1. Scrolling seems native to me. I just tried it again, maybe it seemed off for a moment. It's hard to tell. I don't find that the scrolling is broken as it is on many websites, and it's not difficult to achieve with -webkit-overflow-scroll: touch in one's CSS, i.e. they could fix this if it's not native already.

2. The URL bar does indeed remain visible. This is normal behaviour when you disable overflow scrolling on the root/body element and enable it on a child element instead. There are a couple of reasons to do this: if you want to size your page relative to the viewport and don't want that size to change when the user scrolls up and down, i.e. you don't want that size to change due to a disappearing/reappearing URL bar, you can force the URL bar to stay visible, thereby forcing a constant height, by doing what I described.

3. This definitely doesn't happen to me.

4. I have yet to encounter an AMP link that didn't work with Safari Reader.
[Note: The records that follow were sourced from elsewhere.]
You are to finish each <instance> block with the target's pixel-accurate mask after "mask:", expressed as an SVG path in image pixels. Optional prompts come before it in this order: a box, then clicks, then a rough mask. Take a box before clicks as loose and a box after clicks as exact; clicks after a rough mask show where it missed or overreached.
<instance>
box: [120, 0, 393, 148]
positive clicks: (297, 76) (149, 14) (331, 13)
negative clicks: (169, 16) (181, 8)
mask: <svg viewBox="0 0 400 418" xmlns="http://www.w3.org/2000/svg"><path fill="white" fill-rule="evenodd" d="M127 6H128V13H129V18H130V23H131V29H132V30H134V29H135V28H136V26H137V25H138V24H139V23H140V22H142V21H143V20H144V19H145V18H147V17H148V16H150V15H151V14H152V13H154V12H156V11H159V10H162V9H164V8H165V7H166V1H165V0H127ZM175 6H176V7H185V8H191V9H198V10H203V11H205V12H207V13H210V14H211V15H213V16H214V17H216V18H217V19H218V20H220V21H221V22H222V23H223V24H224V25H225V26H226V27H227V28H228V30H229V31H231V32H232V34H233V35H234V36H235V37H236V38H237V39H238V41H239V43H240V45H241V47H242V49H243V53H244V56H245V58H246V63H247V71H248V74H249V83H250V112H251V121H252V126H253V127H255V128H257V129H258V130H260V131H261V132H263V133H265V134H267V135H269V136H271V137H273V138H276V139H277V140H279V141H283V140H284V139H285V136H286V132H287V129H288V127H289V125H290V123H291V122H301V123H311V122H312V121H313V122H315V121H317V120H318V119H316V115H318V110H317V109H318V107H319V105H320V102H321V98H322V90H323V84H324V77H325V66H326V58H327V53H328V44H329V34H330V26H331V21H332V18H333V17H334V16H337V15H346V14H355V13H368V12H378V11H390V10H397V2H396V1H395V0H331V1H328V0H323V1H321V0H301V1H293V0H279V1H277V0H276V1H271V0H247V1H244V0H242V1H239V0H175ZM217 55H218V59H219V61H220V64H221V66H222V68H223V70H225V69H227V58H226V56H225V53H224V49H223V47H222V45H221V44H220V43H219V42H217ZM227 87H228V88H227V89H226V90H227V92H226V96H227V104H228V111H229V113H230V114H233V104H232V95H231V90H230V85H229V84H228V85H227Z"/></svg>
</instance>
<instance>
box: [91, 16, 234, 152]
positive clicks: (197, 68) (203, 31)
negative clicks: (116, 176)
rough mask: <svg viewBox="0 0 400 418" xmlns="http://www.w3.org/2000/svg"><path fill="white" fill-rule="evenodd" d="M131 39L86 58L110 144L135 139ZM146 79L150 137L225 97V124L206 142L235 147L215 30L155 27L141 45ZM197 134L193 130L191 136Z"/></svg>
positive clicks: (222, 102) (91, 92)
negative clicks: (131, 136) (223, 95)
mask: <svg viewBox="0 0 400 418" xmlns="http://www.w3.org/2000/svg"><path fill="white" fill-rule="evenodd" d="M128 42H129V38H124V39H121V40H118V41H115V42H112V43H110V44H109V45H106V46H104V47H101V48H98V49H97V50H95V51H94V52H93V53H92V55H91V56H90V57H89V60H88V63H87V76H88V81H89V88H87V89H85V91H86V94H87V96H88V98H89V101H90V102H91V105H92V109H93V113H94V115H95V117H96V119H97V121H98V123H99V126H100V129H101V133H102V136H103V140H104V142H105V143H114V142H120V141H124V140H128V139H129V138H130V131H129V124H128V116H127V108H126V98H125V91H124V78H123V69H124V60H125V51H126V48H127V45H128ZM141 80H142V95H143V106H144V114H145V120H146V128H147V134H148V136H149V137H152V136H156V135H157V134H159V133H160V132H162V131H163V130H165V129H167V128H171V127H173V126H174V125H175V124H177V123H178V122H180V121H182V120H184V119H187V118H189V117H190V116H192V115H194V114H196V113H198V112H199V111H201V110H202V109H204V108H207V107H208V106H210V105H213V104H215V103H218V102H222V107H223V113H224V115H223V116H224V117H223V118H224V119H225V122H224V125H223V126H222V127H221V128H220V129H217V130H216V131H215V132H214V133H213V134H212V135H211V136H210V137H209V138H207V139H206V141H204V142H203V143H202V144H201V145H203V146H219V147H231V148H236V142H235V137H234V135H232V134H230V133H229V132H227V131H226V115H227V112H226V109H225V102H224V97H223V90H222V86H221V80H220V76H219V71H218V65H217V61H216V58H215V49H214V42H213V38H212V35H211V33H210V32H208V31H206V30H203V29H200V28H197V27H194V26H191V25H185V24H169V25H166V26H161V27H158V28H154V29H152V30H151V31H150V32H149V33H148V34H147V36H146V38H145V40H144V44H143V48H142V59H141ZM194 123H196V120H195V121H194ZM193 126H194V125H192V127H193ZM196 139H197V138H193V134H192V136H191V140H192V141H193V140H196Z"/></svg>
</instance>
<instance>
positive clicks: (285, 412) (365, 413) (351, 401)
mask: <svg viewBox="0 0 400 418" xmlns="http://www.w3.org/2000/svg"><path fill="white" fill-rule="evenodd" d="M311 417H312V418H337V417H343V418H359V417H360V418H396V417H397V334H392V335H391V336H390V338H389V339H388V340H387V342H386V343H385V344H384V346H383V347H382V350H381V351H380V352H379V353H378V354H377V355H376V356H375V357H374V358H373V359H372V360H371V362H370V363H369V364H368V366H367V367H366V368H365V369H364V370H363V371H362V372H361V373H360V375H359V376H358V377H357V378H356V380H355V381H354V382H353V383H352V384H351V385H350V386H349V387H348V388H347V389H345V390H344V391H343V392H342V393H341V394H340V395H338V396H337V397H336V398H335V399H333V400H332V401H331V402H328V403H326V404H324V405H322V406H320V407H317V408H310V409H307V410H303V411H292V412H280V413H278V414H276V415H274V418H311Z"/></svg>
I would blame the author of the specific AMP page before blaming AMP as a whole if it works most of the time on other websites.

5. seems like a hazard with most dynamic websites.

6. I cannot say I have experienced, but I do not use Reddit, so maybe that's why.

7. is true. Can't avoid that, regrettably — the whole point of AMP is to serve the site from Google's CDN (and to use AMP components to follow best practices for loading assets). However, I wouldn't call it a disadvantage.

8. I do not find it confusing.

I think 2/3/8 are parts of a bigger and more general problem. The AMP bar simply isn't necessary. It's part of Google's system of control around their AMP pages. AMP should just be an optional way to display pages, there shouldn't be this whole sub-app experience of flicking between AMP articles once an article has been selected from the Google SERP.

It's a nice idea and everything, but what they should have done is implement a similar thing to the Safari reading list, where you're suggested the next article at the bottom of the one you're reading, rather than having an ugly ass navigation bar occupy 10% of the screen.

For one thing, this breaks the gestures for going backwards and forwards in navigation history in iOS Safari, which I would expect to be the first and foremost complaint by any iOS Safari user grappling with AMP.